Notes: RQ. The Coker Unit was shutdown in an emergency fashion while the fire was controlled and extinguished by the refinery's in-house fire brigade. Disciplinary actions were taken towards the operator and the supervisor of the Coker Unit for not following established procedures. The Coke Pot procedure was enhanced by adding another layer of protection via the requirement to physically lock "closed" the Coke Pot valves prior to unlocking the drain valves.
Sulfur Dioxide: 659.0 pounds
Sulfur Dioxide: 1,242.0 pounds
Hydrocarbon: 19,866.0 gallons

FCC Regenerator Flue Gas Bypass Valve
Cause: The Fluid Catalytic Cracker (FCC) Regenerator flue gas is normally routed to the CO Boilers 301-B-2A adn B-2B and then those gases are routed to the Wet Gas Scrubber. On July 2nd power was unexpectedly interrupted to the FCC Regenerator Flue Gas Bypass Valve (301-HV-1) solenoid causing the valve to partially open for 12 minutes. HV-1 closed when power was re-established. Operations and Maintenance responded by troubleshooting the source of the intermittent power loss.
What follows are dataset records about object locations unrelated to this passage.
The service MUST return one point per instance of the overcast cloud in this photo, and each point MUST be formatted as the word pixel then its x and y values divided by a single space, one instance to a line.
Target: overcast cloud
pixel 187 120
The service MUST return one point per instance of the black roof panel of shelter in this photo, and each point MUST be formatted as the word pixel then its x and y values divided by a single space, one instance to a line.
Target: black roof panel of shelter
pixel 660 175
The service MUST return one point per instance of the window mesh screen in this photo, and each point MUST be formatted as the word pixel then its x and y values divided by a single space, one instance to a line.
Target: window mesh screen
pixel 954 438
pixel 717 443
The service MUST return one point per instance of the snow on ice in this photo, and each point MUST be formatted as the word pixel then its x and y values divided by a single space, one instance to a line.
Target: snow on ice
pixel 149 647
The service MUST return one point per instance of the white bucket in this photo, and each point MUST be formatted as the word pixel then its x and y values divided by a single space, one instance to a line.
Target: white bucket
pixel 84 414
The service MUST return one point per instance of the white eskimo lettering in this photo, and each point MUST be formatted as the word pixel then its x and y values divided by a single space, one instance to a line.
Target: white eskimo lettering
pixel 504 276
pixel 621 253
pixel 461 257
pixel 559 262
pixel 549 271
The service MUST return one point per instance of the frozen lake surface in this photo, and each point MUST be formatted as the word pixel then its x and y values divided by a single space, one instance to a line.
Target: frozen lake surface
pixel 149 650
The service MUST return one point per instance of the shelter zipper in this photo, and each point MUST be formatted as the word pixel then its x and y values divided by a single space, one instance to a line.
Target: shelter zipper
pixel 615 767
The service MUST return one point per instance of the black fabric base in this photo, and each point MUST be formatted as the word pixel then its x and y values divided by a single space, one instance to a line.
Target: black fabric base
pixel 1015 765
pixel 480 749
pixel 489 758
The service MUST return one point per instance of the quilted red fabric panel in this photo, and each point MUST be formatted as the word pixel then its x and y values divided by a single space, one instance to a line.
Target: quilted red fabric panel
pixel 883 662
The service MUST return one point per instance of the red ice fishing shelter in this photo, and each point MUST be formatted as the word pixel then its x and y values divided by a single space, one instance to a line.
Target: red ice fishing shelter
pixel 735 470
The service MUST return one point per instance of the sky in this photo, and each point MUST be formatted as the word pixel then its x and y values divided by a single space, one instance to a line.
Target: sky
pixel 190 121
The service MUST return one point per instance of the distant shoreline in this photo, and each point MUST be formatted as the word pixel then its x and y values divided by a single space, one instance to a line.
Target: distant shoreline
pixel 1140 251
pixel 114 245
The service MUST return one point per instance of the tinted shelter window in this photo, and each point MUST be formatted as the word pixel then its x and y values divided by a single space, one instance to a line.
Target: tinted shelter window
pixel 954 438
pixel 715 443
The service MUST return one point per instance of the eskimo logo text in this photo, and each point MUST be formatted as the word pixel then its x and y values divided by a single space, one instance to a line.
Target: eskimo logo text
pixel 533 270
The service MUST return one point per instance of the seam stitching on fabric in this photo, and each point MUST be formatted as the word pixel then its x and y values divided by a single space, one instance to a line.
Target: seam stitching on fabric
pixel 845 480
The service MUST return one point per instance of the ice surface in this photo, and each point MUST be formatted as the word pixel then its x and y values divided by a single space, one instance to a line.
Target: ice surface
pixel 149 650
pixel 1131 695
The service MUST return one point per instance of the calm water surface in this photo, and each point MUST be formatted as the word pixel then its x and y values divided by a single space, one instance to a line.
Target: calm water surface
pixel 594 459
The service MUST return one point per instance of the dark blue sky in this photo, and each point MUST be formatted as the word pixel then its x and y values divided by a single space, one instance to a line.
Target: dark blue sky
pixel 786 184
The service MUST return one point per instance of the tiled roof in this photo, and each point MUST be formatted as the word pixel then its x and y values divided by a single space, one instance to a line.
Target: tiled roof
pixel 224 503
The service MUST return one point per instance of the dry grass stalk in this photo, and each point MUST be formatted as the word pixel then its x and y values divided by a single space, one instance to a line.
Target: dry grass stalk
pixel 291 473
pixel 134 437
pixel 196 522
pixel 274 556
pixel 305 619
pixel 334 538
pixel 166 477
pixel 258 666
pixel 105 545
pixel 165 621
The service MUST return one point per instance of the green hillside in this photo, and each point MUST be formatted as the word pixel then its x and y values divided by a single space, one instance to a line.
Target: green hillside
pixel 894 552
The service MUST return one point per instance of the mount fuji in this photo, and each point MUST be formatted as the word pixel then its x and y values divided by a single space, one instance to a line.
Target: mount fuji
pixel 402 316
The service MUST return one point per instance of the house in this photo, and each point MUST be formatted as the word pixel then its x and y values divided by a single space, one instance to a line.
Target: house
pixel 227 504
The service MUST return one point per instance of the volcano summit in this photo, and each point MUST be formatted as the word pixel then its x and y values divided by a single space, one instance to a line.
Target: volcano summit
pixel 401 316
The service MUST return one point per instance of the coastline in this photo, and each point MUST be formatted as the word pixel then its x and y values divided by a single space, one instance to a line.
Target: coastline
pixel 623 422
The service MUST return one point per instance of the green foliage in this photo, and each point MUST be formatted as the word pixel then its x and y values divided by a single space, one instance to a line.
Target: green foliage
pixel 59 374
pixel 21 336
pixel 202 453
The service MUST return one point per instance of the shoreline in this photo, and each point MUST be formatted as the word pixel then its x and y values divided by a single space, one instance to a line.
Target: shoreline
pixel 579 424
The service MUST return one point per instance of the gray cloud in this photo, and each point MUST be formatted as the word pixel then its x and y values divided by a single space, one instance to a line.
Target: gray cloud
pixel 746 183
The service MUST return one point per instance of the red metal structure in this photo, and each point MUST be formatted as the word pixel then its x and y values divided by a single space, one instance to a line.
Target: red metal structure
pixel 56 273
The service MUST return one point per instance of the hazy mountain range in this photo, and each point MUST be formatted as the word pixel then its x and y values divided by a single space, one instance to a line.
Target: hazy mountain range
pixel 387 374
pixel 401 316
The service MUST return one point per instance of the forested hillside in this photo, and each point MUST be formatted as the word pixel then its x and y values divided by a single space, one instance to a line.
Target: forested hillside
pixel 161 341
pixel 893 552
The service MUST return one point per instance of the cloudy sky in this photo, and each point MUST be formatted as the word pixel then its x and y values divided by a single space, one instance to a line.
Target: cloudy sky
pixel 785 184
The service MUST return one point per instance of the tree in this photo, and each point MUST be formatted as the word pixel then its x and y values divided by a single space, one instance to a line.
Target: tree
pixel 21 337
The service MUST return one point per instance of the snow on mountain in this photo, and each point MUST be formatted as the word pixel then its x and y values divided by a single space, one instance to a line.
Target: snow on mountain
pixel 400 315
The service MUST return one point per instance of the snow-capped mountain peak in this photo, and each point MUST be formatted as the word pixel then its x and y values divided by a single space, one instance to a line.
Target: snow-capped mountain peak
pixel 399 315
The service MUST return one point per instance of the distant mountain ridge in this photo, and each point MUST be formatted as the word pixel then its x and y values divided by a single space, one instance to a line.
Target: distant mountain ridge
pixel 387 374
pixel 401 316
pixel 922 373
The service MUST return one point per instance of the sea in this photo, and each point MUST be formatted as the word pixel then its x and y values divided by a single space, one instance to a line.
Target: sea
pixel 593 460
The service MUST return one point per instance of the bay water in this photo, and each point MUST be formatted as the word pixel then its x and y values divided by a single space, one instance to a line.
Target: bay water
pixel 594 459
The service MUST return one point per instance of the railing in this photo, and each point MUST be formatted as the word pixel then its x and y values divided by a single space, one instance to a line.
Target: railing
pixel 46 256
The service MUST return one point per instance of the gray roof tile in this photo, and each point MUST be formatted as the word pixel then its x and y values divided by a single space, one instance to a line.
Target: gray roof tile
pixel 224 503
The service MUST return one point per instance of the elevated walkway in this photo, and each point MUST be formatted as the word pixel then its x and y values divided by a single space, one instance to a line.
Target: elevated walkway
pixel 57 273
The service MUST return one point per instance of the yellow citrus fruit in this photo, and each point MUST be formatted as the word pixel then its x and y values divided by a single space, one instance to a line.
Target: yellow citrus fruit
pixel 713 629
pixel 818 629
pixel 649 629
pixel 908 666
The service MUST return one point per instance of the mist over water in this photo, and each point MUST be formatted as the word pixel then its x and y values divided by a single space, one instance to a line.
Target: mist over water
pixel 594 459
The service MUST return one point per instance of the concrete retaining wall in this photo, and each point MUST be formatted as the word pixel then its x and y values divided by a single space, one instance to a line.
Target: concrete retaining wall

On July 3rd the same phenomenon recurred, HV-1 opened partially for 6 minutes. A root cause analysis (RCA) investigation was completed and revealed that during troubleshooting of soot blower problems, contract employees opened three fuses in the Remote Instrumentation Enclosure (RIE) to isolate the fuses and disconnect the wires. This caused HV-1 to open, releasing carbon monoxide to the atmosphere. Operations saw the vent open and close twice but no one was in the RIE when operations went to investigate. Operations requested the instrument shop troubleshoot all connections for HV-1, but everything was found in order. The next day contract employees received their work permit to continue troubleshooting the soot blowers and again opened three fuses and disconnected the wires in the RIE. The vent valve was observed open by Operations and Instrument Technicians were once again called in to investigate. The instrument technicians found the fuse block was open and the wires were removed from the HV-1 fuse block. The wires were reconnected, the fuse block was closed and HV-1 went in to normal operation.

Followup: Yes

Notes: Operations and Maintenance teams began and continued to investigate the origin of the intermittent power loss. The RCA identified several corrective actions: 1) Enforce existing procedure that states a Phillips 66 Instrument Technician must be present when electricians are troubleshooting electrical related systems 2) Clearly label, color code and move the soot blower fuse terminals in order to segregate fro the HV-1 wiring.